My mother who is a complete unbeliever in anything spiritual told me of something. This blew me away because she was so anti all this. Her sister died of lung cancer at the age of 55. My mother had a dream where she felt somebody shaking her shoulder to get her attention, she knew who it was and was shown in her dream her sister with lots of children around her. About five years later every single one of us had two children. I'm sure she hasn't told me everything about this but she said it was very 'real' and beautiful.
My grandmother on her death bed, under the heavy influence of morphine predicted the day of her own death. She was unconscious for two weeks and the only words she spoke were these. She was clearly conversing with dead relatives and she clearly said "Wednesday" and she seemed to be satisfied and at peace. That was the last thing she said. She died on that Wednesday.
There are other things too but are personal to me and I won't discuss them here at all. All I will say is that there's more to this life than you can see, touch or feel. Fact.
Comment
-
-
My grandmother on her death bed, under the heavy influence of morphine predicted the day of her own death. She was unconscious for two weeks and the only words she spoke were these. She was clearly conversing with dead relatives and she clearly said "Wednesday" and she seemed to be satisfied and at peace. That was the last thing she said. She died on that Wednesday.
@headers
There's a lot of truth in what you've said about anxiety - I'm living with anxiety for years but in my case it's a totally different cause.
However the worst thing that creates anxiety when it comes to tobacco is the vicious circle of quitting and relapsing on an on .... this cycle creates the most anxiety. So you either stay quit or just snus and focus on other important things. Quitting and relapsing on an on is dangerous for the mental health.
Comment
-
-
I got hit by a Jeep 6 weeks ago and my motorcycle helmet saved my life. I was on a 50cc scooter though, if Blue was here he would have surely called me out on that. I miss that guy and would love to see him invited back. Different thread though..

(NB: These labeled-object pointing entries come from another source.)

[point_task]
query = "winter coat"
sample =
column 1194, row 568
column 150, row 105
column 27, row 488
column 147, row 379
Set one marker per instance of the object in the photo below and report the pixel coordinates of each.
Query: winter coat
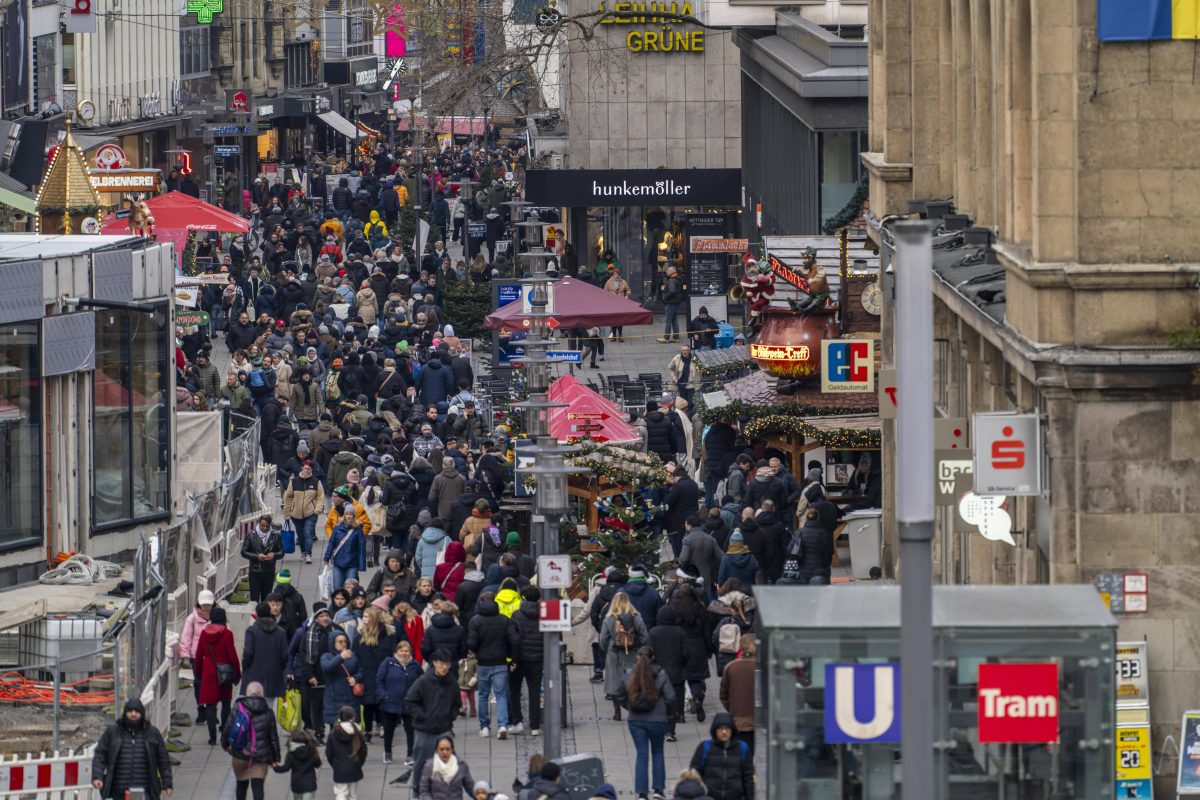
column 727, row 768
column 490, row 637
column 435, row 788
column 339, row 746
column 303, row 762
column 337, row 685
column 215, row 647
column 667, row 639
column 444, row 633
column 448, row 575
column 617, row 660
column 433, row 702
column 267, row 733
column 264, row 657
column 432, row 541
column 137, row 752
column 646, row 600
column 393, row 681
column 529, row 638
column 447, row 487
column 666, row 698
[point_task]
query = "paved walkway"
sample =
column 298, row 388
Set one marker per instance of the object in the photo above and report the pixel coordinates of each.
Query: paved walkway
column 205, row 771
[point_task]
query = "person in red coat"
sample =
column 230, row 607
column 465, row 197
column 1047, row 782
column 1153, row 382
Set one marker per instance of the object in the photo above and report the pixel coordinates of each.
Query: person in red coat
column 450, row 572
column 216, row 647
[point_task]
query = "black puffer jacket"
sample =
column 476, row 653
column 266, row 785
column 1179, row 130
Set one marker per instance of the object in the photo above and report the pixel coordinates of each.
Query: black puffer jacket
column 726, row 768
column 267, row 735
column 490, row 637
column 529, row 639
column 808, row 555
column 661, row 437
column 667, row 639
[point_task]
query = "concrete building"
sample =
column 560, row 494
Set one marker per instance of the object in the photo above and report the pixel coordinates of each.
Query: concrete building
column 1075, row 155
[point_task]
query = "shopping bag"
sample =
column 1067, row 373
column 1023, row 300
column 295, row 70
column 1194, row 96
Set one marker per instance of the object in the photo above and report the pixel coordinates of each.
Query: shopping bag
column 287, row 710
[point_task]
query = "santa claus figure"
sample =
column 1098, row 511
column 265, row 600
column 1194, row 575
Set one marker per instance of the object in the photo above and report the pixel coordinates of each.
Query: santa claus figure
column 757, row 289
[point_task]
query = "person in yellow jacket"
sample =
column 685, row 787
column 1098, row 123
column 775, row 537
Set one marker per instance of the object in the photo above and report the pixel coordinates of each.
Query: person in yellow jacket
column 508, row 597
column 341, row 497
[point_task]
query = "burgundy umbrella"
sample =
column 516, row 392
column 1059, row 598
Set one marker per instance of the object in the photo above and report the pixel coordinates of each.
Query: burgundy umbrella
column 576, row 305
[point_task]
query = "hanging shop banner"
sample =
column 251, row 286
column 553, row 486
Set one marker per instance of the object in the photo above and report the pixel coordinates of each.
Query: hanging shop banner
column 1133, row 764
column 706, row 269
column 613, row 187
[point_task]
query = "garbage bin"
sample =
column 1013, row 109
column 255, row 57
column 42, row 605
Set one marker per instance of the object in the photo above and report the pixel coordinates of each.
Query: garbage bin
column 864, row 529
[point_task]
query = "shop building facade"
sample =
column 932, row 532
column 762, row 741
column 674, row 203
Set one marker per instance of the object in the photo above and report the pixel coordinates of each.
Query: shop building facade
column 1074, row 152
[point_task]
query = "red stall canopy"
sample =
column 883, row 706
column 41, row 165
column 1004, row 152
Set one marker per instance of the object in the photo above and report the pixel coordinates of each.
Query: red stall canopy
column 576, row 305
column 588, row 414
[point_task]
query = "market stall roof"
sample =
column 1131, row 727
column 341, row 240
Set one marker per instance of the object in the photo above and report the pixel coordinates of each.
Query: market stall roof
column 588, row 414
column 576, row 305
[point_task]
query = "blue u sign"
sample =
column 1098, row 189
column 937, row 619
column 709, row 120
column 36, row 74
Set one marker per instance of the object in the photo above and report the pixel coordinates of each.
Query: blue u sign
column 862, row 703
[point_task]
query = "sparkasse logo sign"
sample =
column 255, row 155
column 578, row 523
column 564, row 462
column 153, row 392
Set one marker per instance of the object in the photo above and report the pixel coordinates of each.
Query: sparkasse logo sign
column 1019, row 703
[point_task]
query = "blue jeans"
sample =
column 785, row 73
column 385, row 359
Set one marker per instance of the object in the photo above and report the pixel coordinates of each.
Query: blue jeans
column 648, row 739
column 306, row 530
column 495, row 679
column 672, row 322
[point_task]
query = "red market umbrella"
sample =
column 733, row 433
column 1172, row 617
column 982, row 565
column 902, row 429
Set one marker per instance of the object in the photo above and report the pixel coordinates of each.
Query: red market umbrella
column 576, row 305
column 588, row 414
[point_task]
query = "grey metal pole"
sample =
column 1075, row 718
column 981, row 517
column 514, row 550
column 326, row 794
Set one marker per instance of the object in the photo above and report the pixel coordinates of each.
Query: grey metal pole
column 915, row 501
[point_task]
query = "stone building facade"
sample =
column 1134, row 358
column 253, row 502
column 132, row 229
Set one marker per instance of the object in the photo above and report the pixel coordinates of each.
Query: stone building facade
column 1077, row 155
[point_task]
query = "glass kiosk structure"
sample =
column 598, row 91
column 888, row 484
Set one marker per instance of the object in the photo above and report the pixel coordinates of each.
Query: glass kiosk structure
column 803, row 630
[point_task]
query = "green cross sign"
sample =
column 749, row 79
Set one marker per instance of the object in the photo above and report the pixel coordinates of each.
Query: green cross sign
column 204, row 10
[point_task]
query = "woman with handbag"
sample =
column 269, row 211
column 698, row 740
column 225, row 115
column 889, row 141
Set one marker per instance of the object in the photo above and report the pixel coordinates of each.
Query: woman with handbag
column 217, row 671
column 343, row 679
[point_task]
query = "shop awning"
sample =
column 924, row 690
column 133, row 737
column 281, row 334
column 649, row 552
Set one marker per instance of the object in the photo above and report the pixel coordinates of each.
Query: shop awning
column 339, row 122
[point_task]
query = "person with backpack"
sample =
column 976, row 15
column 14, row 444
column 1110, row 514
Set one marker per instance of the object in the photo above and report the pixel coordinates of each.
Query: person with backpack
column 725, row 763
column 621, row 637
column 252, row 739
column 216, row 668
column 346, row 752
column 648, row 696
column 303, row 759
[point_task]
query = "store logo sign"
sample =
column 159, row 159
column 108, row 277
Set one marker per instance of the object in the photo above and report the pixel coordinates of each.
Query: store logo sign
column 658, row 188
column 862, row 703
column 1019, row 703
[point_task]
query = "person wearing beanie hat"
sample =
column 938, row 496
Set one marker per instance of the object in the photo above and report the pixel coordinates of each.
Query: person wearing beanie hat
column 216, row 647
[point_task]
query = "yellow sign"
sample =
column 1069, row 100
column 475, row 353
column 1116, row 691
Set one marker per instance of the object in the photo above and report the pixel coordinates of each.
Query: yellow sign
column 665, row 40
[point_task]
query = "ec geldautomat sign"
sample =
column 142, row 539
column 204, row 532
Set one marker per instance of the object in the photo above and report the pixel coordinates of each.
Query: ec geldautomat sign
column 623, row 187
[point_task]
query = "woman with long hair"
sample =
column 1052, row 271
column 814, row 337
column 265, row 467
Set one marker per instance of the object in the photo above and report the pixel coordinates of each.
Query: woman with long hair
column 622, row 633
column 445, row 776
column 646, row 692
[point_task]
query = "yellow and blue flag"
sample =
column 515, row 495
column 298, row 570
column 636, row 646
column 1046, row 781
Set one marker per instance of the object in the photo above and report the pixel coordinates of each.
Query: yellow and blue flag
column 1143, row 20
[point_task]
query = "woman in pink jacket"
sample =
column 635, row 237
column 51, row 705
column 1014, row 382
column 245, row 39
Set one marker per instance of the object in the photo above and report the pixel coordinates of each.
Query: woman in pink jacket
column 190, row 637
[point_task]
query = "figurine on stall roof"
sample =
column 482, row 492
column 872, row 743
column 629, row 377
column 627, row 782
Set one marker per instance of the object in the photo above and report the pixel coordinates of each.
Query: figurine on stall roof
column 757, row 289
column 141, row 222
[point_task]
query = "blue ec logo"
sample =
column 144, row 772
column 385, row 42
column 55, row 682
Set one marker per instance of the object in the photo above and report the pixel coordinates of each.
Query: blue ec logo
column 862, row 703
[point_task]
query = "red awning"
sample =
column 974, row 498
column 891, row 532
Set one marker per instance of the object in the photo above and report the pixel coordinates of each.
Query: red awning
column 588, row 415
column 576, row 305
column 462, row 125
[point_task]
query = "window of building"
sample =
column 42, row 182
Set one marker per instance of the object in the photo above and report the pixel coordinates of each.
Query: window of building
column 132, row 419
column 69, row 60
column 21, row 437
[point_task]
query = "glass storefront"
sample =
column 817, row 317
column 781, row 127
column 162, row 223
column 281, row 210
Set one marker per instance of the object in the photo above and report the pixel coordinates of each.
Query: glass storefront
column 132, row 417
column 21, row 435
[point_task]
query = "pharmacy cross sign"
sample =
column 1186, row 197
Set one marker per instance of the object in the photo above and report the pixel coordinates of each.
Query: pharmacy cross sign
column 204, row 10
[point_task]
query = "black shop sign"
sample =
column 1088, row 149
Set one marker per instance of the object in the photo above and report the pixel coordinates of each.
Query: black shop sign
column 587, row 187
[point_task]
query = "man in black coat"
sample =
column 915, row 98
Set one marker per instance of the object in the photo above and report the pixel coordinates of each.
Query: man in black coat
column 132, row 755
column 433, row 703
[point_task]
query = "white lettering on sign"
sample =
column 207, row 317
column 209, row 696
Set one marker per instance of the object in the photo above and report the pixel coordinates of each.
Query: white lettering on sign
column 997, row 705
column 659, row 188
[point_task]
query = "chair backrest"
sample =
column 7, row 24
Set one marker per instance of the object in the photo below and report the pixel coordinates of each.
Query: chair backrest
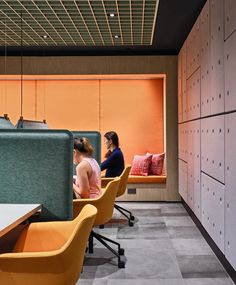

One time when I was 12 I jumped into a canal in Munich's Englischer Garten (big city park), fully clothed and wearing boots, just for the hell of it. Of course the water was moving way faster than my little shit-for-brain could predict, and the canal turned a 90 degree corner and headed straight under the city (under the street) and through some kind of grate/filtration system. All that I remember was that wherever that canal was headed into the bowels of Munich, it looked like my demise. A friend who was with me ran around that corner and grabbed a chain link fence with one hand and reached down with his other hand to try to grab me. I was moving with the current at Mach speed but luckily managed to swim far enough over, after getting dunked under a pedastrian bridge and chugging water, and grab my friend and the fence together and get scooped out of the canal at the last second. I did a really foolish thing that day and I'm lucky that all that happened was vomiting and diarrhea due to guzzling Munich canal water. No white light and plurality/singularity revelations though, I have never been that close thankfully. This is a great thread
As for end-of-life experiences, I don't claim to know, but I sure like to read first hand accounts from awesome people. Thanks Whalen
Comment
-
-
Originally posted by GN Tobacco Sweden ABExtreme you not kidding right?
If I had any doubt about these stories I'd dismiss them myself outright but a lot of my experiences have been very powerful and so are very easy to distinguish from the ordinary. I also think it's important that if people are interested, to tell these stories and tell them accurately as they happened.